The bit where Daddy Doz encouraged one of the other, Moses or Israel, to beat the other to death.
Yeah, that was awful.
From an American point of view, and you were there when it was all happening, the Paskowitz fam were big surf names in the US, yeah?
Not really. Every month in the surf mags there was a little black-and-white ad for the Paskowitz Surf Camp, and I guess they brought in enough people to make a small business out of it. Dorian had a health column in SURFER, but it told us not to eat french fries, and nobody wanted to hear that. The whole deal with the Paskowitz family seemed a little cultish, but surfing itself was a little cultish. Later on, Izzy and Jonathan Paskowitz were maybe the two best young longboarders in the world, but that felt different from the whole Paskowitz family deal.
What do you think Doz got right, and what did he get wrong? Or does it matter? It made great cinema.

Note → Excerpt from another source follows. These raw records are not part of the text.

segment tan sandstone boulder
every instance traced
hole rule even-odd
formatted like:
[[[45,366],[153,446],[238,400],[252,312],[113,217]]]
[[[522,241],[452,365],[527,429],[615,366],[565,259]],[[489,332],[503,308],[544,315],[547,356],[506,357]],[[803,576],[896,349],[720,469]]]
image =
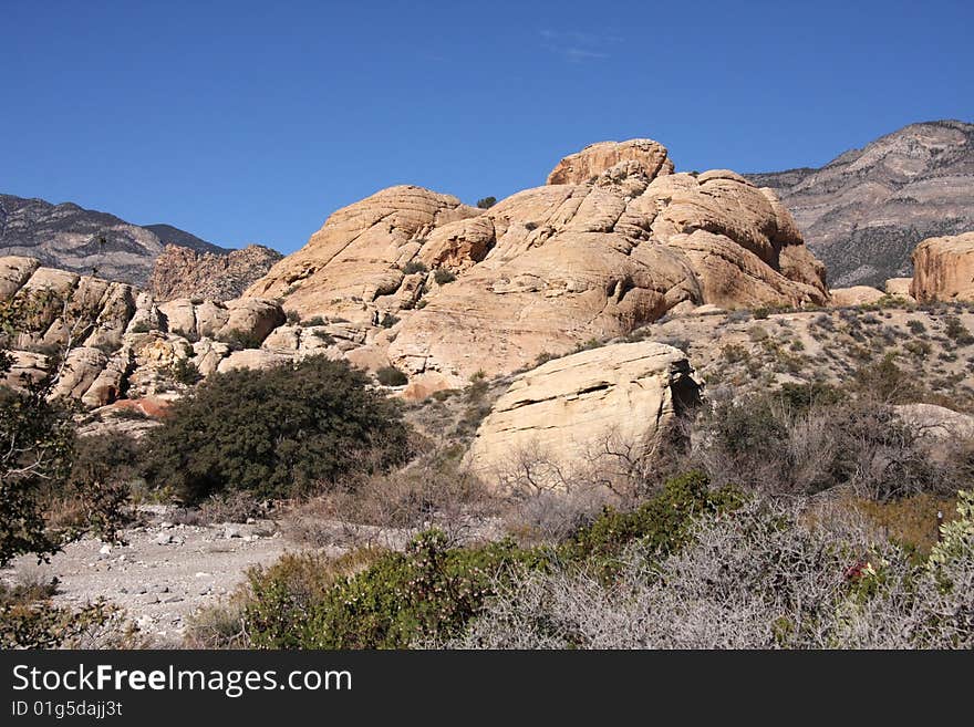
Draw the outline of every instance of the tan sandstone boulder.
[[[881,290],[870,285],[853,285],[852,288],[832,288],[829,291],[831,304],[836,308],[843,305],[867,305],[874,303],[885,295]]]
[[[598,467],[607,445],[633,457],[651,454],[698,387],[683,352],[650,341],[549,361],[515,378],[497,401],[477,430],[470,464],[501,489],[516,487],[526,471],[535,486],[564,487]]]
[[[913,298],[974,300],[974,232],[931,237],[913,250]]]
[[[913,293],[910,292],[912,288],[912,278],[890,278],[883,285],[883,290],[885,290],[887,295],[902,298],[906,302],[915,302]]]
[[[600,142],[564,157],[548,175],[549,185],[584,184],[621,162],[635,162],[650,178],[673,172],[666,147],[650,139]]]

As a surfer, especially way back then, you’re always figuring out what kind of deal you’re going to cut with the non-surfing world. How much to go with it—school, job, home, convention—and how much to do it your own way. Doc went full surf. Good for him. The cardinal mistake is that where Dorian was a well-connected Standford-educated practicing doctor at the time of his big decision, his kids were half-feral home-schoolers. They had no say, no choice, the way Doc himself did. Each of the kids seemed remarkable, each in their own way, in the film, and while I only ever knew two or three of them, I sincerely hope they are all doing well and thriving.
Did you talk to him after the movie came out?
Just once. He said he hadn’t watched it, and wouldn’t watch it, which I think was bullshit. But it would have been incredibly difficult for him to say otherwise, probably. That’s a pretty heavy reckoning to deal with at the end of your life. I think about Dorian and Surfwise, a lot, to this day. Sea of Darkness I watched and liked and forgot.